Tuesday, May 24, 2016

The 36 Rep Challenge

Following the 100 rep challenge I wanted to try a version that was more strength oriented and less endurance oriented.  Here it is:

With as little rest as possible between pieces, 

6 assisted pistol squats on the left leg
6 assisted pistol squats on the right leg
6 dips with a 2 second pause at the top and bottom
6 pull-ups with a 1 second pause at the top
6 feet-elevated slow diamond push-ups
6 sissy squats

Next will be a 50 rep challenge with 5 x 10 of something....

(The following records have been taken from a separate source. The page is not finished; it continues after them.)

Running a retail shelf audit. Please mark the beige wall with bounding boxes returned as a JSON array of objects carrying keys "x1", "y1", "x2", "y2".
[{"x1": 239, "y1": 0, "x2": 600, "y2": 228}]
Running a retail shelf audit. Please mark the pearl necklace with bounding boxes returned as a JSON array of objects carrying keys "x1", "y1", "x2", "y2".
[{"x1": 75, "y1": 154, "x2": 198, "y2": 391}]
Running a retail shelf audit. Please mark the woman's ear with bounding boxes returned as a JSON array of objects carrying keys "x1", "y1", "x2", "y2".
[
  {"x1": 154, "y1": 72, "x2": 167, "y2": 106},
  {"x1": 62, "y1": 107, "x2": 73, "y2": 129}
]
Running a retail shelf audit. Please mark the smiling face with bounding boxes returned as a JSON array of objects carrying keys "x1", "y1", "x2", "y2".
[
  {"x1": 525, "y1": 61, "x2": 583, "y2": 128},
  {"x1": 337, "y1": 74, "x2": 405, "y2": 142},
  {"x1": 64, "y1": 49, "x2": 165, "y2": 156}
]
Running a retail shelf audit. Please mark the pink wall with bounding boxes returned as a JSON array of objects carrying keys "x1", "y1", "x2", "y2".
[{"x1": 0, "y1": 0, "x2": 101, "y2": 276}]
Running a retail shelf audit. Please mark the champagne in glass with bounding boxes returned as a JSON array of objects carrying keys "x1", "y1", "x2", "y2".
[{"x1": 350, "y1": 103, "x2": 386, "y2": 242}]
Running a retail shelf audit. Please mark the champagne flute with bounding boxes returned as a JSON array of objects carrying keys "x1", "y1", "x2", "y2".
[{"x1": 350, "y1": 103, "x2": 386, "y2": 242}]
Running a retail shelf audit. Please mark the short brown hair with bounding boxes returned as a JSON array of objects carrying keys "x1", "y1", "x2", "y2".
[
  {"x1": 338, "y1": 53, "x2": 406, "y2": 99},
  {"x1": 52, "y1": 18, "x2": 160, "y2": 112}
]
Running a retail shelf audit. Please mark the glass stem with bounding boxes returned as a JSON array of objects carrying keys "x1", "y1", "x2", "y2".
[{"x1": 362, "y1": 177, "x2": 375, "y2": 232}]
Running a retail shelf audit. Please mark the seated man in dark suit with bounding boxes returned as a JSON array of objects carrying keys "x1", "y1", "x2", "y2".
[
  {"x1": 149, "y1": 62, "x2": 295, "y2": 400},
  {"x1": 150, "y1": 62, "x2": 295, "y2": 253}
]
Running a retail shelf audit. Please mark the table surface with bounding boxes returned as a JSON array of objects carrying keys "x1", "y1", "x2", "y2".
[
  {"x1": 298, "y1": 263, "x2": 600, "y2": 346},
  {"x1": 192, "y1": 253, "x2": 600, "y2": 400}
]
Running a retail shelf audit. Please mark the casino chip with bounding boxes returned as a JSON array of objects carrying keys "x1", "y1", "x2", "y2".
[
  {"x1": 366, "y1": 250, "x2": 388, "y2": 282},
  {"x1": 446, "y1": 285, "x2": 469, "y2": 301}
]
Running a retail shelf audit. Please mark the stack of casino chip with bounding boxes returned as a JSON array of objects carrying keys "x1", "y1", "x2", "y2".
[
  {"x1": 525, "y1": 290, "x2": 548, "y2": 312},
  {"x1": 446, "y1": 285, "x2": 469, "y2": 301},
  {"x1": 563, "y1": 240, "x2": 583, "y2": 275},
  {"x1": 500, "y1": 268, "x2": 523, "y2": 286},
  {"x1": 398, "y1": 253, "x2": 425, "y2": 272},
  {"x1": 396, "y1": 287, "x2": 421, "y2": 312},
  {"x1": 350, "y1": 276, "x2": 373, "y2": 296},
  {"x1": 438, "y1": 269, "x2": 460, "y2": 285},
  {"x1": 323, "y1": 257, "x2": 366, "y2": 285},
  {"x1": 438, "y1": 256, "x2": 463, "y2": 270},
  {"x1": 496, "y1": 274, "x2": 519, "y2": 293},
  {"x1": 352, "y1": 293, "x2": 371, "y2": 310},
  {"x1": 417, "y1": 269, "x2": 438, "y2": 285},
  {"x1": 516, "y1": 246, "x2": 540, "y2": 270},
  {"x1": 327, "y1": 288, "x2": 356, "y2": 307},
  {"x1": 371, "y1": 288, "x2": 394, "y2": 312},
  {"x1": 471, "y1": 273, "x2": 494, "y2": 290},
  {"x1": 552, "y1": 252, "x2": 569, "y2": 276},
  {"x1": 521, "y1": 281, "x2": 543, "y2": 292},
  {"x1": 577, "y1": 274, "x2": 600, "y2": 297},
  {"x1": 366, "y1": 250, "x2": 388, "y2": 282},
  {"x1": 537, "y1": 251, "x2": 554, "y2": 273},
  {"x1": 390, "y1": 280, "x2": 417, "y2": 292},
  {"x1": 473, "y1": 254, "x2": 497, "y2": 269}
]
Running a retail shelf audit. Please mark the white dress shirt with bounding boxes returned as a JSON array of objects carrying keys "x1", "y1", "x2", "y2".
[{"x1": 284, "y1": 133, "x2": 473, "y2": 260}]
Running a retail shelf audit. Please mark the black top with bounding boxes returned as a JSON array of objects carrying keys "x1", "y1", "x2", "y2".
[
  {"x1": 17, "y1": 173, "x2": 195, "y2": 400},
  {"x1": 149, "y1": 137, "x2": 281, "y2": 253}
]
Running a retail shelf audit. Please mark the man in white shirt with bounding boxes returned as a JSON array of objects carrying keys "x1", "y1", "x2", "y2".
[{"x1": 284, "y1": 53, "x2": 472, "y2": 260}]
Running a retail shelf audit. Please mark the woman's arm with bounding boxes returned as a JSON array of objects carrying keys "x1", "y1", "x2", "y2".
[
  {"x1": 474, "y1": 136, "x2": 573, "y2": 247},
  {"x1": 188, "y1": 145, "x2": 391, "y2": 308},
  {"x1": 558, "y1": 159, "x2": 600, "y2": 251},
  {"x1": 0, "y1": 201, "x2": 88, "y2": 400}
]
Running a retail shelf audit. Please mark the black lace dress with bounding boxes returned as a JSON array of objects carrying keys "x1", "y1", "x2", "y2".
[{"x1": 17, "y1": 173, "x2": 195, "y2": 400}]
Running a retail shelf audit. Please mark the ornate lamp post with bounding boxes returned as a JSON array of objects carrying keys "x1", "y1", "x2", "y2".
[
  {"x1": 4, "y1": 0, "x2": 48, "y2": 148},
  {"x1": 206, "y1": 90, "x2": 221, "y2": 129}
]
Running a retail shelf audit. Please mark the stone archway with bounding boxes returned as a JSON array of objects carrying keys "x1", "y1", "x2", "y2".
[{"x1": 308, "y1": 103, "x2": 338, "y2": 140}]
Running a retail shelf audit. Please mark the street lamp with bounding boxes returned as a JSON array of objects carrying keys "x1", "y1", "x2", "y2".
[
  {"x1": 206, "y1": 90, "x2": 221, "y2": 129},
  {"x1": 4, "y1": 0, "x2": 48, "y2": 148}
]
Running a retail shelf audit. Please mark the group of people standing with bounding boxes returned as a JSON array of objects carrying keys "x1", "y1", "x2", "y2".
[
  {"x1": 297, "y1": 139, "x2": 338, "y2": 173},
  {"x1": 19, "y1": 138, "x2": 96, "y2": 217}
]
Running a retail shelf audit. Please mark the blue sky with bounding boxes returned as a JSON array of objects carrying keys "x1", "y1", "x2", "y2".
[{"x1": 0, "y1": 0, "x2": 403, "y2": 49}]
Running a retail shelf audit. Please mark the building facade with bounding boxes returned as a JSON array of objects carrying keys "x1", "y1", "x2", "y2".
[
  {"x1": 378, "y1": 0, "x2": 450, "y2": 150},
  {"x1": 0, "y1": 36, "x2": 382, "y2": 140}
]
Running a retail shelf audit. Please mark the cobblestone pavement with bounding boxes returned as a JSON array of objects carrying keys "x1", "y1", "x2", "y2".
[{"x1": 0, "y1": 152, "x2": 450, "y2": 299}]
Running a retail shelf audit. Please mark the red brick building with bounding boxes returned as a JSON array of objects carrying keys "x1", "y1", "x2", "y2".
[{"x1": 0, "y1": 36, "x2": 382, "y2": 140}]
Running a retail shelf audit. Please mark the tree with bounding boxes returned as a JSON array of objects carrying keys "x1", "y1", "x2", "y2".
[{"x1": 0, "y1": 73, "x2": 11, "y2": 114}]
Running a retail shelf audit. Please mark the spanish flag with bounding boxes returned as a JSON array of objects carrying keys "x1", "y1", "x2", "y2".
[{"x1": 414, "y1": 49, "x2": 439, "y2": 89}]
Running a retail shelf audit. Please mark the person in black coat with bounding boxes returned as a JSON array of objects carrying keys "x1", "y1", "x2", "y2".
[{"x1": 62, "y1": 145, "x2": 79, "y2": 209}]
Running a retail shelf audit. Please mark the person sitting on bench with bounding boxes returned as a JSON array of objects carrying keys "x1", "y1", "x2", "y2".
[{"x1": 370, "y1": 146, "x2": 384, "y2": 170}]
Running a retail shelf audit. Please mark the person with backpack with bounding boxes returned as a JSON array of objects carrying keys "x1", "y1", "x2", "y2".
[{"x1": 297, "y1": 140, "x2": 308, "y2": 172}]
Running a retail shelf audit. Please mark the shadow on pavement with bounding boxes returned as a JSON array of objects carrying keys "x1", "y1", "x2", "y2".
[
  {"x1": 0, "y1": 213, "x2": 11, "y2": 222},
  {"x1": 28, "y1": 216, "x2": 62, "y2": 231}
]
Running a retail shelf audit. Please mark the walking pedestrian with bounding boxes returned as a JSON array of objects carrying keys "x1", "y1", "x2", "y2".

PS, I just finished the 36 rep challenge.  The dips were easy, the pull-ups were very difficult.  Next time I'll do them first.

Monday, May 23, 2016

Showing up is 99.3% of the battle, 100 rep challenge

I've spent a lot of time and effort thinking about sets and reps and schemes and workouts.  I always worry if I'm doing enough reps, or too many.  And sets.  And exercises.  Often I think, hm, maybe I should just focus on x, y and z and forget about a, b and c.  Who doesn't?  But what I've realized is that showing up day after day, week after week, year after year, is really almost all that matters.  I'm still doing calisthenics every day and have been for at least five years.  And with the exception a few unimpressive, dubious forays into body-part "splits" I've pretty much worked the whole body every day.  So yesterday was another success and today will be yet another.  I haven't done everything correctly or incorrectly and I could surely be stronger than I am now, but where would I be if I hadn't done what I've done every day for the last five years?  And you can't fake five years of work.  Whatever it is, it's solid.

With that in mind, yesterday I did the 100 rep challenge from Al Kavadlo.  I love Al Kavadlo.  He's so well spoken and has such a great attitude.  He's as good as it gets.

The 100 rep challenge:

Each piece on its own isn't too difficult, but put them together and... With as little rest as possible between exercises, which for me was 10 to 30 seconds....

40 deep squats
30 regular push-ups
20 hanging knee raises
10 pull-ups

Lots of panting.....

The hardest part for me was the knee raises because I don't normally do them and my pull-up bar isn't quite high enough to extend the legs all the way down.  So I ended up keeping them bent and raising them up and then all the way down so the knees were pointing at the floor.  But hanging for that long was also difficult and made the 10 pull-ups at the end VERY challenging.

I think I want to try variations of this with more difficult movements so the challenge is more strength than endurance.